The night he dies is warm but overcast.
He follows his usual route and cranes his neck to see around the overgrown corner he is approaching. A drooping branch grazes his head and something falls from the tree onto his neck.
It could be a leaf, or a twig, or a ladybird, but Jon feels the whisper-touch of something small at his throat and his only thought is: spider.
He has been afraid of them since he was very young and terrified instinct immediately beats any reason. One hand flies up from the handlebars to bat away at his collar. He swerves. Fear makes him pedal faster and the bike speeds onto the junction.
He is so scared of the potential at his throat that he never even sees the delivery truck.
The bike is sent flying from the impact, Jon falls under the wheels.
The driver, to his credit, calls emergency services immediately, distraught.
The ambulance is there within five minutes, but they needn’t have bothered. Jon is declared dead at the scene with a broken neck.
What few friends he has left comfort each other with that fact.
At least it was quick.
~
Twenty years ago, Martin Blackwood’s mother survives her second stroke.
This is a good thing, Martin reminds himself, more than once. It is Good that his mother is alive.
It doesn’t matter that the nurses need to attend to her around-the-clock now. It doesn’t matter that the care home bills have skyrocketed. He is grateful that she is still with him.
He starts looking for a third job. The admin work during the day and the shelf-stocking at night barely covered his previous bills. He’ll have to look for some flexible positions to cram into his schedule.
In the meantime, he cuts back. Eats cheaply, eats less. Cancels overdue check-ups and doesn’t touch the heating.
His days are a current of constant worry, occasionally breached by a wave of panic that he tries to quell by hiding in the office bathroom and digging his nails into his legs.
Panic won’t pay the rent or keep the lights on or remember to call Mum every Sunday. He smothers it deep in his chest and ignores the spasm of pain he gets whenever he forces it down.
He has been getting those more often; sharp, sudden chest pains, numb fingers, dizzy spells, an aching back, shortness of breath.
He had been going to ask the doctor about it all before he cancelled the appointment but. Well. Needs must.
He has his first heart attack on the evening shift.
Pulling a box of washing up tablets from the top shelf in Aisle 4 causes such a rush of agony in his chest that he dares to ask the manager to take his 15-minute break early.
He doesn’t make it to the back room before he collapses.
In the hospital, after he wakes, the doctors ask if there is a family history of heart problems.
If he didn’t feel so weak he would laugh.

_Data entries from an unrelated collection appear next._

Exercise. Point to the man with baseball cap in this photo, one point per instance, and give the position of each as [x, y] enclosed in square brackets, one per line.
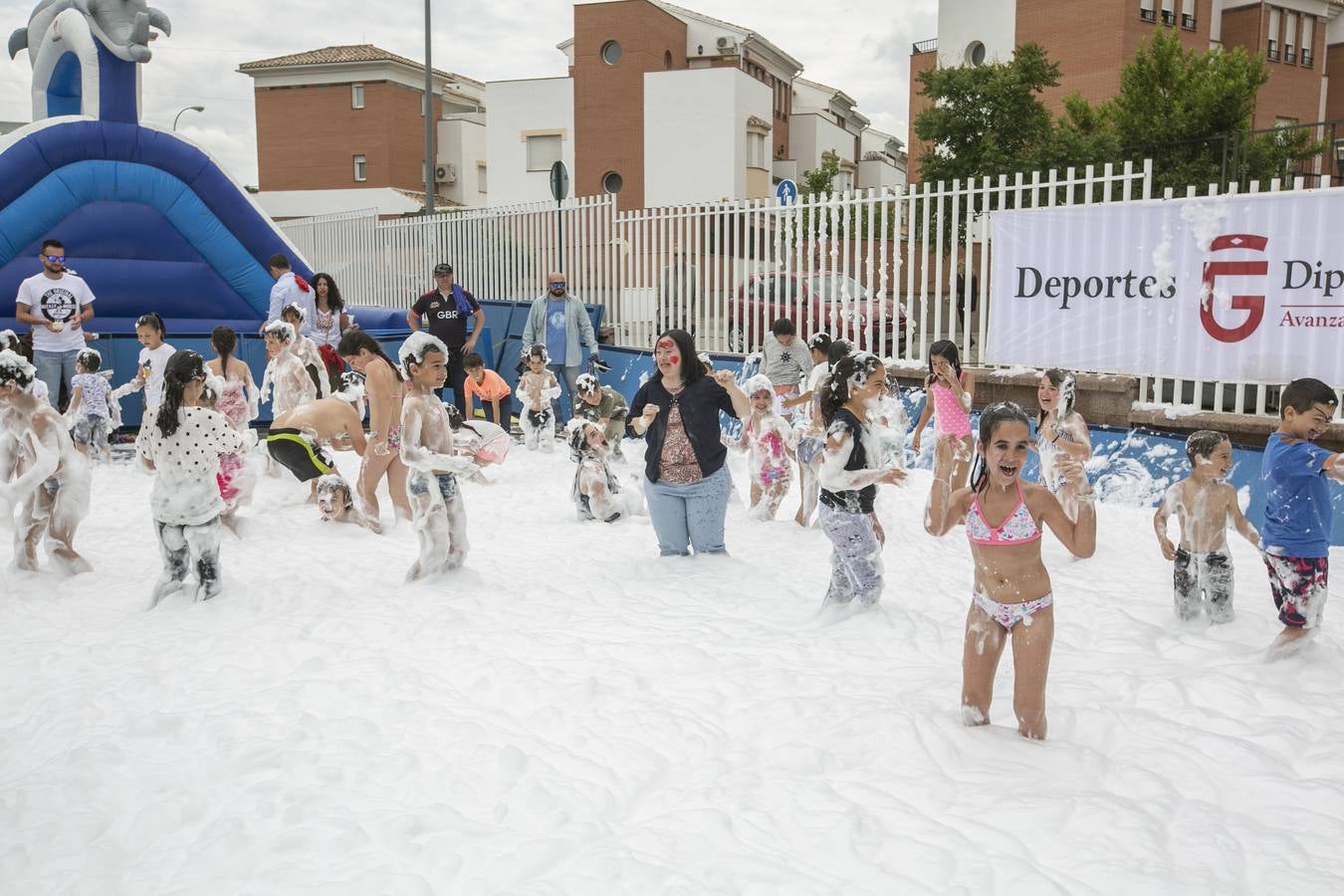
[448, 308]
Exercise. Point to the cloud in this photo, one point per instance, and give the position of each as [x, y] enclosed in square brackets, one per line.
[863, 47]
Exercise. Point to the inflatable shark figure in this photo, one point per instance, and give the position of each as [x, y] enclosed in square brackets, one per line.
[85, 55]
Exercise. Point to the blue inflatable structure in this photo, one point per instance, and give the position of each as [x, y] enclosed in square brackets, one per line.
[148, 219]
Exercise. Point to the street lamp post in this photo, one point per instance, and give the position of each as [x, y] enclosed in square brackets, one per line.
[185, 109]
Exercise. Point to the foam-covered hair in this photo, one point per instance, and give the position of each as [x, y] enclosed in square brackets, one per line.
[415, 346]
[759, 383]
[15, 368]
[284, 331]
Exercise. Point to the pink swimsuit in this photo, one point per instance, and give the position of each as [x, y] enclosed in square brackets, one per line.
[1018, 528]
[949, 414]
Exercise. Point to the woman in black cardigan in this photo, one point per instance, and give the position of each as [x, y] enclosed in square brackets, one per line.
[684, 479]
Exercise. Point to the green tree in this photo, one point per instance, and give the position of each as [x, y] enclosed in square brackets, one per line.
[1190, 112]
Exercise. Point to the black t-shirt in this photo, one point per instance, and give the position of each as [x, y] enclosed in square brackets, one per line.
[851, 500]
[445, 322]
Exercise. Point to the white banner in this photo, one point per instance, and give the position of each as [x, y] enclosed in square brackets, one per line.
[1228, 288]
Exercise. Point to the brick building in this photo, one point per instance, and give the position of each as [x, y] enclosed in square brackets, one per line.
[1298, 39]
[352, 117]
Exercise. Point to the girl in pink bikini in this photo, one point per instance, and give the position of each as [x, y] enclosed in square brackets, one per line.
[951, 391]
[1012, 594]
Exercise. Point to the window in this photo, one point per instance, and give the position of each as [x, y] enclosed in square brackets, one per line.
[544, 150]
[756, 150]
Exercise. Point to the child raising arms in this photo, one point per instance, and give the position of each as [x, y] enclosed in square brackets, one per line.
[769, 443]
[427, 450]
[951, 391]
[1203, 503]
[849, 483]
[1012, 594]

He has more in common with his mother then he likes to admit. Of course they share a bad heart.
Or maybe it came from his father. Mum always said he was heartless. Maybe there’s a hole where Dad’s DNA should be.
When the medical team leaves him to rest, all he can think is how much this will cost him.

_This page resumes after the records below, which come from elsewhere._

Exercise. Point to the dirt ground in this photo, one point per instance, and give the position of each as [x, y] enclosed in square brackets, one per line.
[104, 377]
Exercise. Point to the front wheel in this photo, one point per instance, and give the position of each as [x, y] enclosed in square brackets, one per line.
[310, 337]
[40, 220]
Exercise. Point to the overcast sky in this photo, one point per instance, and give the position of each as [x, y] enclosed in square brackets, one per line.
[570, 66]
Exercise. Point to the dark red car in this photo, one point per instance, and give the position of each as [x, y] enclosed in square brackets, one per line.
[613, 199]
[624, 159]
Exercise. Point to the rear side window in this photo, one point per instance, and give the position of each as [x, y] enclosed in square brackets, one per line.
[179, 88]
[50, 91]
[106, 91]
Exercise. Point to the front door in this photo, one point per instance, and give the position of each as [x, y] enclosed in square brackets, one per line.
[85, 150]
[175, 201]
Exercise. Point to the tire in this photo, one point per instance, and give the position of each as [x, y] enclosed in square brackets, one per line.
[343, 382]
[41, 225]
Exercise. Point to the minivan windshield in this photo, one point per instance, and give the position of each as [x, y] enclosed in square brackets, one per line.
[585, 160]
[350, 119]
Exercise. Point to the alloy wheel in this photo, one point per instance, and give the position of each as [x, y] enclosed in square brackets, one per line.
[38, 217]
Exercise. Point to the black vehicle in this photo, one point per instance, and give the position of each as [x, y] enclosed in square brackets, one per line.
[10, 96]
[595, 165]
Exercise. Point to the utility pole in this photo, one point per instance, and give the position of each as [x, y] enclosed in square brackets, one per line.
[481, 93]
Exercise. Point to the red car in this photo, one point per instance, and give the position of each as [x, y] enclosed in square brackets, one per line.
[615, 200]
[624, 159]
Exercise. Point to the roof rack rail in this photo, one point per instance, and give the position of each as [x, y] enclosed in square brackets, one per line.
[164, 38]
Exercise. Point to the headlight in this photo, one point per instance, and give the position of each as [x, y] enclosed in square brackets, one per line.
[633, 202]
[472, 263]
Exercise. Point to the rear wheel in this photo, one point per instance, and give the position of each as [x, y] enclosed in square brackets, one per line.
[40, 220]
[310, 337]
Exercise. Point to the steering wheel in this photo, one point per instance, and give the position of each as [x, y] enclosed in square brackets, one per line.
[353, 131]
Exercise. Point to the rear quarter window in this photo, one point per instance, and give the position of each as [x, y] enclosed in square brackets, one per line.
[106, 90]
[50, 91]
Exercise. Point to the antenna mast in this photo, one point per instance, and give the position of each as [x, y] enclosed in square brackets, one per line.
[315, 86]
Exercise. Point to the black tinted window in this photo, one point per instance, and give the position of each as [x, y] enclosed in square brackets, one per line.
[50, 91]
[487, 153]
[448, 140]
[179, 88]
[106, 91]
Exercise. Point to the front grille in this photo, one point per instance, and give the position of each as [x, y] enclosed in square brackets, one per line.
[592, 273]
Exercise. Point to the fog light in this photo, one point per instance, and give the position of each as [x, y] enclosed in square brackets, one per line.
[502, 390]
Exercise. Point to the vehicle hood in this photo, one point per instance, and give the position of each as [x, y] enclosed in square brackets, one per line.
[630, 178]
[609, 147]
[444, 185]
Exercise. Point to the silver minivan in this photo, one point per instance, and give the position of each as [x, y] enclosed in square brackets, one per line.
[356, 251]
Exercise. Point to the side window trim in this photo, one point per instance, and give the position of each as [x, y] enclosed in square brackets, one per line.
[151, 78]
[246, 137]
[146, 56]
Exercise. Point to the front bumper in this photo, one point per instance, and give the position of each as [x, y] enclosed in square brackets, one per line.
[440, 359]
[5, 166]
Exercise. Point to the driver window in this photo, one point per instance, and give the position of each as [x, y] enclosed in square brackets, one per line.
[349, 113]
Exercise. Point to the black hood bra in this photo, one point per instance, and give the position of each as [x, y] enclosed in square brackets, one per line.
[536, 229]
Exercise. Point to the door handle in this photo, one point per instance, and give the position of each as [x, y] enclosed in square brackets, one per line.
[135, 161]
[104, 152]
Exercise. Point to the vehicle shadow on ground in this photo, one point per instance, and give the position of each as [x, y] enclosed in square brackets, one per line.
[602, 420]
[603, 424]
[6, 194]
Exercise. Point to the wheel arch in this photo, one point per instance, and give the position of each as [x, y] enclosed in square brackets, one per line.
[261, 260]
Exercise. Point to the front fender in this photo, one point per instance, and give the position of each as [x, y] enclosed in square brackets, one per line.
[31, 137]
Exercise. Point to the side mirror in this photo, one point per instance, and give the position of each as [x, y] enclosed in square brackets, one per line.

The NHS is no charity no matter what their marketing says, not to mention how much money he will lose by recovering. He can’t afford six weeks of not working. His first job doesn’t have that much sick leave and his second doesn’t have any.
He runs the numbers in his head, tries to find what else he can hack out of his life to keep his head above water. Occasionally his thoughts swerve, self-recriminating and barbed. He is so stupid for letting this happen at all.
It’s all his fault.
Mum is going to be so angry with him.
His heart pulses in keen pain, bitter and broken.
Somehow, he drifts off, counting figures instead of sheep.
The second heart attack kills him in his sleep.
~
They die on the same day, at nearly the same time (Jon rushes ahead, always too eager, Martin follows inevitably after him).
Their death certificates are filed away alphabetically by a bored clerk in the dusty management system of the General Register Office.
Twenty years later, Samama Khalid exhumes them and examines them, with more curiosity than sense, only to be disappointed by the mundanity of their ends.
He returns them together, heedless of any organisation.
Jon and Martin meet, in the quiet and the dark.
The filing cabinet is a shared headstone, their names rest side-by-side.